Zhou Wen, Lin Junfang, Ma Ronghua
Appl Opt. 2019 May 1;58(13):3509-3527. doi: 10.1364/AO.58.003509.
Inherent optical properties (IOPs) play a key role in modulating an aquatic light field; they are the core link for remotely sensing water constituents based on ocean color remote sensing. Many semi-analytical algorithms (SAAs) have been developed to obtain IOPs from remote sensing reflectance (R) data; these algorithms require a forward model (FM) to link the IOPs to R. Most currently available SAAs use the FM presented by Gordon et al.[J. Geophys. Res.93, 10909 (1988)JGREA20148-022710.1029/JD093iD09p10909] (G88 hereafter) without knowledge of how other models would impact the retrieval of IOPs from R. This study evaluates the effects of two popular SAAs, namely, the quasi-analytical algorithm (QAA) and the generalized IOP algorithm (GIOP), combined with six different FMs on the retrieval of IOPs from a synthetic data set generated with Hydrolight software. The results indicated that different FMs can have quite different effects on the computed R(λ), and the effects were not uniform across the R spectrum. Of the six FMs tested, G88 and P05 [Appl. Opt.44, 1236 (2005)APOPAI0003-693510.1364/AO.44.001236] produced the best estimates of R(λ) at 350, 440, and 550 nm in both oceanic and coastal sub-datasets; they also were less impacted by changes in the particle phase function. M02 also produced a good estimation of R but only at 440 nm, and L04 performed well only in the oceanic condition. When the two SAAs were combined with the six FMs, in the oceanic condition, QAA and GIOP combined with M02 (QM02 and GM02) provided better quality for the absorption coefficient [a(λ)] at 350, 440, and 550 nm when compared with the SAAs combined with the other models. However, for the retrieval of the particle backscattering coefficient [b(λ)] in the oceanic condition, QAA and GIOP combined with L04 (QL04 and GL04) performed better than the others, and GL04 always provided a better estimation of b(λ) than QL04. In the coastal condition, QAA and GIOP combined with G88 or P05 produced slightly better quality of IOPs compared with the other four FMs. Compared with GIOP in the coastal condition, QAA combined with G88 or P05 always showed better quality of retrieval of a(λ) but weaker quality of retrieval of b(λ).

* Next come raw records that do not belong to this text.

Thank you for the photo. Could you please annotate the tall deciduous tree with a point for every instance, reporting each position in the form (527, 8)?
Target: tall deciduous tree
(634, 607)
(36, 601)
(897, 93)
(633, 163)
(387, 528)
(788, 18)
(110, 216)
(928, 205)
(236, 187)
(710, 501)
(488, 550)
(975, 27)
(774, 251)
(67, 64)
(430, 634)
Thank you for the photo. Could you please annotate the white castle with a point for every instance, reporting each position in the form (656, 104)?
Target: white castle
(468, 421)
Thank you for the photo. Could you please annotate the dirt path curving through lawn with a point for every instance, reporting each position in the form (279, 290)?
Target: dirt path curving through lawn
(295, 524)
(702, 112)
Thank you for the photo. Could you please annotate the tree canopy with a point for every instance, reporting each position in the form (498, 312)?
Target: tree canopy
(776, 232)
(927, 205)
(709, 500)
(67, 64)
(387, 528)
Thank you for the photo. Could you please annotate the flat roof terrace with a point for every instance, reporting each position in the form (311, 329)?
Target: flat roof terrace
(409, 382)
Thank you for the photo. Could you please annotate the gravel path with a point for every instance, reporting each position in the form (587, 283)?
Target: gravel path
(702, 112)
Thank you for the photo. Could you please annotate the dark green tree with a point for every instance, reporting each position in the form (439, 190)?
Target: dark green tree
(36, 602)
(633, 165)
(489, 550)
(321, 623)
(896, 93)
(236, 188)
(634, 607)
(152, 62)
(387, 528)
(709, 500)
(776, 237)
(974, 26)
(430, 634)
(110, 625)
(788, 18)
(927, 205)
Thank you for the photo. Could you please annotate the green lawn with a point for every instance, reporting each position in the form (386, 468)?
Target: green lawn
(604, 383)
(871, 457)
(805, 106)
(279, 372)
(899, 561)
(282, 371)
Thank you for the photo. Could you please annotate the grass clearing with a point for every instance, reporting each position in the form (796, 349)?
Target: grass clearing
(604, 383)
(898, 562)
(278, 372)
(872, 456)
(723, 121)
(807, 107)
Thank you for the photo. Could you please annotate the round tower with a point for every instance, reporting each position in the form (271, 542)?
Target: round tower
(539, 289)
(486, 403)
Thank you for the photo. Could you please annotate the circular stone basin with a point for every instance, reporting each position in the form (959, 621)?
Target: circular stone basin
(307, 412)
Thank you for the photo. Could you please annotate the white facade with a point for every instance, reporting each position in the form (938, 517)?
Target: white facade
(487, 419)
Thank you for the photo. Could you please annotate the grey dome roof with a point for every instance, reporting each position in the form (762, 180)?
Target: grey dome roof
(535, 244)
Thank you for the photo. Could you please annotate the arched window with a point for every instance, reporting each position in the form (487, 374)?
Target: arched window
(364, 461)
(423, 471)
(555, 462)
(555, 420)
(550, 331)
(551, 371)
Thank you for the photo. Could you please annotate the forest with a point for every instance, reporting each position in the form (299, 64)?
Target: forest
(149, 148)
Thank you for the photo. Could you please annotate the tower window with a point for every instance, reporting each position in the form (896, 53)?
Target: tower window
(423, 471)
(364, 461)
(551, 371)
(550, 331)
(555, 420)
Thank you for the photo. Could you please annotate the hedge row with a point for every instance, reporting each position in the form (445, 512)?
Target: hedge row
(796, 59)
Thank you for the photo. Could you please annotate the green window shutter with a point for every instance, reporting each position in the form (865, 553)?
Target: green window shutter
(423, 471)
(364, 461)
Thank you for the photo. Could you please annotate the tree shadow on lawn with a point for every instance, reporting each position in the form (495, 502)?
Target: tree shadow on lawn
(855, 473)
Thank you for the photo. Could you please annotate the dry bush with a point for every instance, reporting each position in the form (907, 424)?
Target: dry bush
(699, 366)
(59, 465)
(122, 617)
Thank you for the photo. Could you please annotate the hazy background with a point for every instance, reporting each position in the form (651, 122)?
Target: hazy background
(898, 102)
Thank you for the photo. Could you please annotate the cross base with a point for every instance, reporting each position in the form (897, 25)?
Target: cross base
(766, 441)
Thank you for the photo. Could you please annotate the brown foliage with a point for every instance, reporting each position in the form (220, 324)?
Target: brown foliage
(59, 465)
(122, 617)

固有光学特性(IOPs)在调节水体光场中起着关键作用;它们是基于海洋颜色遥感反演水体成分的核心环节。人们已经开发了许多半分析算法(SAAs)来从遥感反射率(R)数据中获取IOPs;这些算法需要一个正向模型(FM)来将IOPs与R联系起来。目前大多数可用的SAAs使用Gordon等人[《地球物理研究杂志》93, 10909 (1988)JGREA20148 - 022710.1029/JD093iD09p10909](以下简称G88)提出的FM,而不清楚其他模型对从R反演IOPs会有怎样的影响。本研究评估了两种常用的SAAs,即准分析算法(QAA)和广义IOP算法(GIOP),与六种不同的FM相结合对从Hydrolight软件生成的合成数据集反演IOPs的影响。结果表明,不同的FM对计算得到的R(λ)可能有 quite different effects on the computed R(λ), and the effects were not uniform across the R spectrum. 在测试的六种FM中,G88和P05 [《应用光学》44, 1236 (2005)APOPAI0003 - 693510.1364/AO.44.001236]在海洋和海岸子数据集中,在350、440和550 nm处对R(λ)的估计最佳;它们受粒子相位函数变化的影响也较小。M02也能对R进行良好估计,但仅在440 nm处,而L04仅在海洋条件下表现良好。当将这两种SAAs与六种FM相结合时,在海洋条件下,与其他模型相结合的SAAs相比,QAA和GIOP与M02相结合(QM02和GM02)在350、440和550 nm处对吸收系数[a(λ)]的反演质量更好。然而,对于海洋条件下粒子后向散射系数[b(λ)]的反演,QAA和GIOP与L04相结合(QL04和GL04)的表现优于其他组合,并且GL04对b(λ)的估计始终优于QL04。在海岸条件下,与其他四种FM相比,QAA和GIOP与G88或P05相结合产生的IOPs质量略好。与海岸条件下的GIOP相比,QAA与G88或P05相结合在a(λ)的反演质量上始终表现更好,但在b(λ)的反演质量上较弱。